In the court’s opinion, an “objective, reasonable insured”–in this case, Interstate–would know that had the business interruption not occurred, it would have been liable in the ordinary course for the expenses and wages of its hourly workers and salaried employees.”
However, the Court noted that the Massachusetts Wage Act provides that the word ‘wages’ included any holiday or vacation payments due an employee under an oral or written agreement.” Thus, extra vacation time is considered part of an employee’s “wages” under Massachusetts law and is treated similarly to overtime pay for hourly employees as an additional payroll expense falling outside an employees’ regular wages or salaries.
Because Interstate would not have made extra vacation time available to its salaried employees had the accident not happened, and because it was offered “to avoid or minimize the suspension of business,” the additional vacation time incurred by Interstate, was the court ruled “as a matter of law is a compensable ‘Extra Expense’ under the Policy.”

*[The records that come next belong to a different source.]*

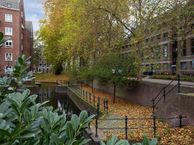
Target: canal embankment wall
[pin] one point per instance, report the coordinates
(143, 93)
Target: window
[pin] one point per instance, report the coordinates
(9, 43)
(8, 31)
(158, 37)
(192, 46)
(165, 50)
(8, 56)
(166, 66)
(8, 18)
(165, 36)
(183, 65)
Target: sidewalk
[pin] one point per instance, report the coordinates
(122, 108)
(165, 82)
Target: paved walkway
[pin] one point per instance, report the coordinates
(165, 82)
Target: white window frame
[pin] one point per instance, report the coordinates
(9, 44)
(7, 55)
(8, 18)
(9, 31)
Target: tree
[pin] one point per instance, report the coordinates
(111, 68)
(80, 34)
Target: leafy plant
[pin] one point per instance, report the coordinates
(25, 122)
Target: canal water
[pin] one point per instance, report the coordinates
(59, 101)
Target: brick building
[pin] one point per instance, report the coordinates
(166, 42)
(19, 32)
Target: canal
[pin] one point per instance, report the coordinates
(60, 101)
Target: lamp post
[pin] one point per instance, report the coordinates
(115, 73)
(114, 85)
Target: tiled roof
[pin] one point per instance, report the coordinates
(10, 3)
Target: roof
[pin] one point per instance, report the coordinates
(15, 4)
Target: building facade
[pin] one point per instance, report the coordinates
(13, 25)
(166, 43)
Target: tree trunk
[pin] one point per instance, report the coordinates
(114, 92)
(179, 48)
(92, 86)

The court rejected Phoenix’s argument that by never clearly seeking payment for the added costs of compensatory vacation time, Interstate had waived any coverage for the expense. The court noted that Interstate had included two separate line items for its salaried employees’ pay that raised a fair inference that Interstate was attempting to claim the monetary value of the extra vacation time it extended to its salaried employees.
On Interstate’s claim of bad faith on the part of Phoenix, the court said :
Given Interstate’s feeble attempt to raise the issue with Phoenix in making its claim, I find nothing that suggests bad faith on Phoenix’s part in failing to divine the insured’s intent. All I find is a negligent, if forgivable, failure on the part of Phoenix to step into the breach.

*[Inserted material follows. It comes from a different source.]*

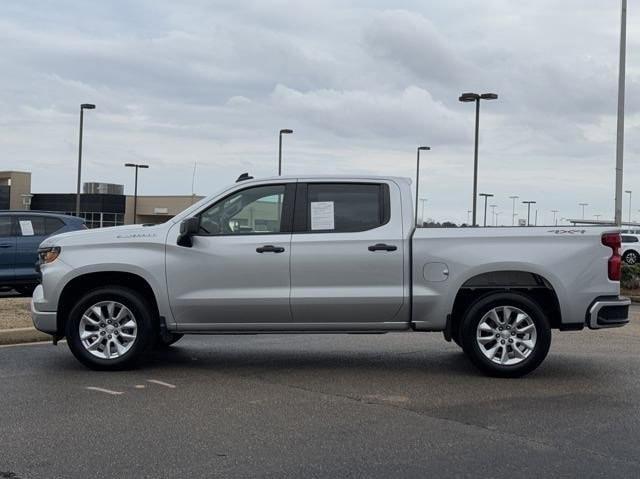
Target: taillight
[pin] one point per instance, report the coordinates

On the unfair claim practice complaint of Interstate against Phoenix, the Court did not find that Interstate had shown “the challenged misconduct [rises] to the level of an ‘extreme or egregious’ business wrong, ‘commercial extortion,’ or similar level of ‘rascality’ that raises ‘an eyebrow of someone inured to the rough and tumble of the world of commerce.’”
In this case, the Court found that all that had happened in this case was that Interstate and Phoenix had a good faith dispute as to whether money was owed, or performance of some kind was due, and that in the court’s opinion was “not the stuff of which a [Chapter] 93A claim is made.”
The final order of the Court on summary judgment motions requires “fair offer of settlement”
Within the Court’s decision on the motions for summary judgment, the judge did find “as a matter of law,” Phoenix had breached its duty to its insured to explore the issue further [on the additional vacation time] and make a fair offer of settlement. Based on this finding the Court stated, “It now falls to Phoenix to make good on this aspect of the claim.”
The final order of the Court entered summary judgment for Phoenix “with the exception of Interstate’s vacation time breach of contract claim” and further ordered:
Phoenix will promptly make a fair offer of settlement of the vacation-time issue and report to the court within thirty (30) days of the date of this Order.”
To facilitate the settlement process, the judge stated as part of his final order denying Interstate’s cross-motion for summary judgment, “If necessary” the court will provide the services of a court mediator.”